Do mesmo modo, se o teu diretor
espiritual ou qualquer outra causa te impedem de praticar alguma devoção do teu
gosto, especialmente receber a comunhão, não te deixes abater e nem te
inquietes no desejo dela, mas, despojando-te de toda vontade própria,
entrega-te à vontade do Senhor, dizendo contigo:
“Se a divina providência não
visse em mim ingratidão e pecado, eu não estaria agora impedida de receber a
Eucaristia. Já que o Senhor me revela desta maneira a minha indignidade, seja
Ele para sempre bendito e louvado. Confio plenamente em tua bondade, meu Deus,
e creio firmemente que por este modo não desejas senão que me incline à tua
vontade e te obedeça em tudo, abrindo meu coração para que nele entres
espiritualmente e o consoles, fortalecendo-o contra os inimigos que pretendem
afastar-me de Ti. Que se cumpra tudo o que é agradável aos Teus olhos. Que a
Tua vontade seja agora e para sempre o meu alimento e sustento, meu Criador e
Redentor. Só esta graça Te peço, meu divino Amor, que minha alma seja
purificada e limpa de qualquer coisa que te possa desagradar, que esteja sempre
adornada de virtudes e preparada para a tua vinda, bem como para tudo o que
quiseres pedir a esta tua indigna criatura”.

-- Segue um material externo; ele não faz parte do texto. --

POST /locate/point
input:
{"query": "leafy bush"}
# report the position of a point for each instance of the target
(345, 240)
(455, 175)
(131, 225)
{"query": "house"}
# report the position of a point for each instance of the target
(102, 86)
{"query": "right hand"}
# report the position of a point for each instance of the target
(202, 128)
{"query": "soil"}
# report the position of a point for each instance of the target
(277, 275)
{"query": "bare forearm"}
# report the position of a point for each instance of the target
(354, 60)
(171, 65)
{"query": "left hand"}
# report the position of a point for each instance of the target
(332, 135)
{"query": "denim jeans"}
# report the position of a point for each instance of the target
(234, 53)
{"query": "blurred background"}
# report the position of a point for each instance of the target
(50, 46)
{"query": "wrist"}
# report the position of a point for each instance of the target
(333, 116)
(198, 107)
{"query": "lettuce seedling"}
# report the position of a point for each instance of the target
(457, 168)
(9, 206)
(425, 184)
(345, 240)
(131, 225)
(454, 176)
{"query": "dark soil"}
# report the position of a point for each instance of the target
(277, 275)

Se observares estes princípios,
podes estar certa de que, sempre que não te for possível realizar algum bom
propósito, seja por alguma deficiência da tua natureza, seja pela ação do
demônio que te quer afastar do caminho da virtude, seja porque o próprio Deus
quer provar dessa forma a tua resignação à Sua vontade, será justamente nessa
resignação que realizarás a vontade divina. Precisamente nisso consiste a
verdadeira devoção e o serviço que Ele espera de nós.
A fim de que nunca percas a
paciência nas provações, venham de onde vierem, quero advertir-te que, mesmo
usando dos meios lícitos que Deus concede aos Seus servos, não o faças com a
intenção de ver-te livre das provações, mas apenas por que Deus o quer. Pois
não sabemos se é Sua vontade livrar-nos das provações. Se assim não fizeres,
facilmente cairás na impaciência ao ver que as coisas não sucedem segundo a tua
expectativa, ou tua paciência será defeituosa, pouco agradável a Deus e de
pouco mérito.
Finalmente, previno-te sobre um
engano muito sutil do nosso amor-próprio, que é muito hábil em dissimular e até
defender, em certas ocasiões, os nossos defeitos. Um exemplo é quando um doente
se impacienta com a sua enfermidade e tenta justificar essa impaciência
alegando para ela uma causa justa. Ele dirá que a sua impaciência não se deve à
enfermidade, mas ao remorso por ser ele mesmo o seu causador, ou pelo incômodo
que causa aos que cuidam dele, ou por outros danos que podem advir dessa
doença.
O mesmo se dá com o ambicioso,
que, perturbado por não haver obtido a dignidade que desejava, não atribui essa
perturbação à sua própria soberba e vaidade, mas a outras razões que,
entretanto, em nada o preocupam quando não estão em jogo os seus interesses.
Como o enfermo, que tanto se compadece dos que se ocupam dele, mas não sofre
igualmente quando essas mesmas pessoas se dedicam a outros doentes.
É um sinal evidente de que a
raiz de suas lamentações não está nas razões alegadas, mas unicamente no fato
de terem seus desejos contrariados. Para não caíres nesse erro, procura
suportar sempre com paciência e humildade o sofrimento e a dor, venham de onde
vierem.
Retirado do livro: “O Combate Espiritual”. Padre Lorenzo Scupoli. Ed. Cléofas.